Oh wait, it wasn't a moth. It was a big-ass stick-like thing, body just a bit thicker than one of those huge female mosquotoes, or are those the males? I can never remember.

Tonight, my first night of post-dorm-residence dorm duty was even infested. Sure enough, the new boys seem like a calm and focused group this year, but, as is generally the case, over half are new; how should they know that propping all the outside doors open with wooden wedges and ping-pong paddles lets in summer's leftover mosquitoes, bred in the nearby pond, looking for a slightly warmer night and a hearty bedtime snack?

But man, was it good, almost centering, to drive away and come home at the end of a verylong day. I never realized, I guess, how living so close to the kids kept me just a little bit buggy without even realizing it. It sure is good to be me right now, no matter how fleabitten or ragged.

posted by boyhowdy | 12:32 AM | 0 comments

Tuesday, September 02, 2003

Brick Wall At The End Of The Tunnel

The extended vacation -- see previous blogentries for context if you're just joining in -- allowed me to miss much of the slow build that is the typical beginning of the prep school year. By the time I arrived here Saturday afternoon, just in time to meet a few new and nervous advisee's parents and scarf a few chewy oatmeal cookies in the dorm lounge with my dorm faculty peers, the first faculty meeting had long passed, my dorm's staff had planned out several orientation events in anticipation of the days ahead, and my department had met twice without me.

Students, too, our charges and vocation, had begun to arrive, buzzing and eager, in the days before my own arrival. Student Leaders, Peer Educators, and International Student Ambassadors were the first to come, that they might be trained in their respective peer-duties; then, with their guidance, new students, including an entire new class of freshman, began to settle into their dorms and social groups. By Saturday, too, early sports camp students had already spent days out on the field recovering their old skills and, for many of them, testing new summer-matured bodies. By the time I arrived, the vast majority of students were already here.

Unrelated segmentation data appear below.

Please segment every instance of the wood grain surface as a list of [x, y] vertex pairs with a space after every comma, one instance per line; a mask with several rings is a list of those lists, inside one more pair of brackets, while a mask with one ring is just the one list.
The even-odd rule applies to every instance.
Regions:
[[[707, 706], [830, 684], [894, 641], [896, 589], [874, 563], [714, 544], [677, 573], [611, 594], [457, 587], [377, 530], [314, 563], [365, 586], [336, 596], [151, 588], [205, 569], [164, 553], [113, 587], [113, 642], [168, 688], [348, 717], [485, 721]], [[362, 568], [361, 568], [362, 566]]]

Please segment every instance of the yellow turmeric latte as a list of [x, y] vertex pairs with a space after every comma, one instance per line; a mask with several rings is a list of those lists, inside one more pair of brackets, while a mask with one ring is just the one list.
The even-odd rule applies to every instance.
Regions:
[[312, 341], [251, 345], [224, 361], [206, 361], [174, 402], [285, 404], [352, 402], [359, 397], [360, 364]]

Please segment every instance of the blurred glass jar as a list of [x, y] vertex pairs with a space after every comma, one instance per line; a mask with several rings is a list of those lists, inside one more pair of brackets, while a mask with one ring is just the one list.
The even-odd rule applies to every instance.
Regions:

Missing the slow build means that, subjectively speaking, this year's fall semester here at Northfield Mount Hermon School has begun with the shock of jumping into frigid water. Though classes don't start until Wednesday, today returning students, the last to arrive every year, registered and began to settle in. Now the gang's all here; now the fun really begins. Suddenly the place is raucous, the plans others have made for me vague and hard to find, and I am needed everywhere.

Where less than 48 hours ago I was in summer mode full-tilt, listing the things I did for work since I awoke this morning to an early alarm would take an entire page and bore the heck out of my entire readership; I didn't get home until a few moment until eleven, after a long, dull discussion in the dorm about rules and expectations for the year.

The whole darn juggling act should settle down soon, I suppose, but, man, right now I really need a vacation.

To top it all off, the baby got badly cat-scratched at a friend's apartment today, and screamed for hours tonight when we tried retraining her to sleep in the crib after two weeks in bed with us aboard ship.

On the bright side...it's raining outside, and the road below is cool and shiny in the quiet light of the single streetlamp. It's so nice to be out of the dorm, far away from the students, to come home from work and leave work so far behind; I think I could get used to this.